Comment 2 Guenther Deschner 2004-10-04 15:41:27 UTC
Stephan: Could you please verify that your clock is correctly synched to the ads
dc? (e.g. via "net time set -S YOURDC"). Your log indicates that you're
obtaining a ticket pretty close to the default clock skew of 5 min. 

Thanks
Comment 3 Stephan Lauffer 2004-10-05 02:42:13 UTC
this is really interesting: the clocks are "in sync".

frlpww01:~ # date
Die Okt  5 11:34:47 CEST 2004

frlpww01:~ # net time set -S my.dc
Die Okt  5 11:34:51 CEST 2004

I still get:
[2004/10/05 11:37:37, 3] libsmb/clikrb5.c:ads_cleanup_expired_creds(252)
  Ticket in ccache[MEMORY:cliconnect] expiration Die, 05 Okt 2004 21:18:26 GMT

would it help, if I'll send the whole level 3 log from winbind starting from the
point where i try to "mount" the share?

thanks for your reply Guenther!


(In reply to comment #2)
> Stephan: Could you please verify that your clock is correctly synched to the ads
> dc? (e.g. via "net time set -S YOURDC").
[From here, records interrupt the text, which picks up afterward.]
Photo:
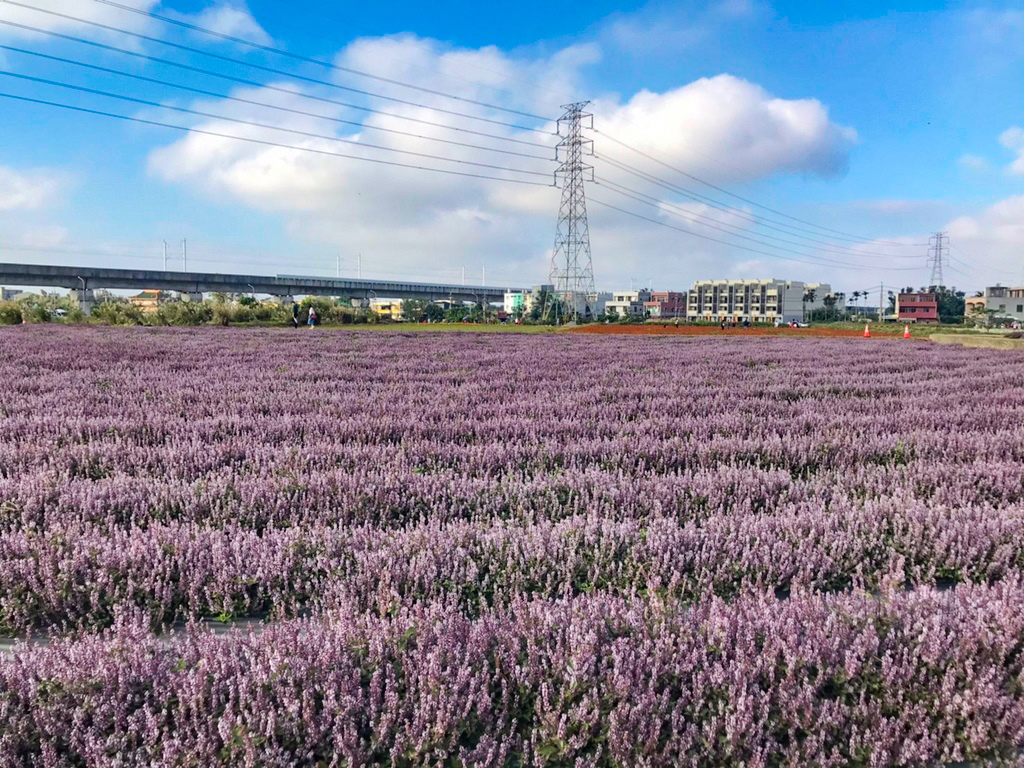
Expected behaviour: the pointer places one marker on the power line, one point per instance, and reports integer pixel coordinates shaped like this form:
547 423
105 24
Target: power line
266 126
731 245
754 218
310 59
254 84
265 142
253 102
747 200
269 70
721 226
Your log indicates that you're
> obtaining a ticket pretty close to the default clock skew of 5 min. 
> 
> Thanks

Comment 4 Guenther Deschner 2004-10-05 03:06:35 UTC
A log level 10 of log.smbd and log.winbindd would be the best.
Comment 5 Stephan Lauffer 2004-10-05 05:02:55 UTC
Created attachment 695 [details]
successfully share mount
Comment 6 Stephan Lauffer 2004-10-05 05:03:16 UTC
Created attachment 696 [details]
successfully share mount
Comment 7 Stephan Lauffer 2004-10-05 05:03:33 UTC
Created attachment 697 [details]
failed share mount
Comment 8 Stephan Lauffer 2004-10-05 05:04:14 UTC
Created attachment 698 [details]
failed share mount
Comment 9 Stephan Lauffer 2004-10-05 05:06:17 UTC
attached two different tests:
the first test shows us a successfully share mount (new for me, but it works
shortly after starting samba). the logfiles are called level_10_log_0.smbd and
level_10_log_0.winbindd.
the next test then failed. I was wainting some minute befor doing this 2nd test.
This test is logged in level_10_log_4.smbd and level_10_log_4.winbindd.(In reply
to comment #4)
> A log level 10 of log.smbd and log.winbindd would be the best.

Comment 10 Guenther Deschner 2004-11-19 16:34:07 UTC
Stephan, is this is still an issue for you with Samba 3.0.9 ?
Comment 11 Gerald (Jerry) Carter 2005-02-12 07:42:17 UTC
no reply in a couple of months.  Closing.
Comment 12 Gerald (Jerry) Carter 2005-08-24 10:19:57 UTC
sorry for the same, cleaning up the database to prevent unecessary reopens of bugs.